The data point is accurate and interesting to note.

Global peers are moving to a reduced risk products strategy (HnB, Nicotine Pouch) - and their economics might even be better than traditional cigarettes (depends on excise tax regulations to a certain extent)

Meanwhile, thanks to the wisdom of govt policy - ITC or any Indian tobacco company doesn’t have a strategy beyond cigarettes.

May I suggest all shareholders to go through investor presentations for Philip Morris (undoubtedly the leader), British American Tobacco ( where the non combustible business will turn a profit soon) and Altria (utter disaster- see Juul and now buying Njoy and lacks a strong alternatives business but has the stronger profit pool - US Combustibles)

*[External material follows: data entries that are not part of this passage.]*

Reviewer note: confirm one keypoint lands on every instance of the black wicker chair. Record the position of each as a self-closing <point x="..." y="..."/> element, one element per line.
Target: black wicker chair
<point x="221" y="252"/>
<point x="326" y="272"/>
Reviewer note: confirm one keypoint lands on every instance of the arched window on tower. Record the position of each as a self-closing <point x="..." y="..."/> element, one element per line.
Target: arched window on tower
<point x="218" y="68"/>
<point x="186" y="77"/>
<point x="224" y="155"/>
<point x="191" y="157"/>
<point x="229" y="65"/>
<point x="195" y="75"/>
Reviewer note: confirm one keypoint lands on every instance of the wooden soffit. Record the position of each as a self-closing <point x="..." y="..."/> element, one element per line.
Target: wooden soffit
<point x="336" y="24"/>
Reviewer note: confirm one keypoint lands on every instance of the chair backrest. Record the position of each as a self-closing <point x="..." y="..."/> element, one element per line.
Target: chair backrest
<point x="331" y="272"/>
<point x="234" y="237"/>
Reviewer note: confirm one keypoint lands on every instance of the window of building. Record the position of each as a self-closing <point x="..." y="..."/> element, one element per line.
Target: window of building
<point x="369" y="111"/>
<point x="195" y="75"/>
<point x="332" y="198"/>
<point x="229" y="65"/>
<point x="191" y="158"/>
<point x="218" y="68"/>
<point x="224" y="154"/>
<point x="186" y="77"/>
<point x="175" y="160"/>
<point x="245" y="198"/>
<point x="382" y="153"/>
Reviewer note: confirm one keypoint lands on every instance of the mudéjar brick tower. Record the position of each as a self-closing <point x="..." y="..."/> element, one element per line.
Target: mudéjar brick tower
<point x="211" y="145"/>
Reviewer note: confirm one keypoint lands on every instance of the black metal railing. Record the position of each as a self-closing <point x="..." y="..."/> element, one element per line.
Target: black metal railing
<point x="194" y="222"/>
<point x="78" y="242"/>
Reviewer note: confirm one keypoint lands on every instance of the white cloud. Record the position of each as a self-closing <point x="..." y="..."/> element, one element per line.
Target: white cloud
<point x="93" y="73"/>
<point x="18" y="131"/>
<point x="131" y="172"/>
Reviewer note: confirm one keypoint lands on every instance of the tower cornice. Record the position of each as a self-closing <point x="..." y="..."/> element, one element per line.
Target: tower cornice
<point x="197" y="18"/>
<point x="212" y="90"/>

Now to the multiple question. Of course difficult to compare LFL multiples of cigarette businesses.

But does that 30-40% premium sustain if ITC is continually at the mercy of the government for volume growth (no excessive taxation - what is last 10Y volume growth???) and doesn’t have a reduced harm strategy towards which the world is moving. Beedi is a massive employer and will continue to be prevalent.

Now while the stock has worked out - let’s not forget that this management still have no skin in the game and you still have the massive cash pile on the books. GOI stake sale seems to be a boogeyman I’m not much concerned about.

For the stock - valuation re-rating has worked out. Now time for cashflow growth to do the heavy lifting.

Fwiw, I’ve made more money on ITC than on Philip Morris, BAT and Altria combined.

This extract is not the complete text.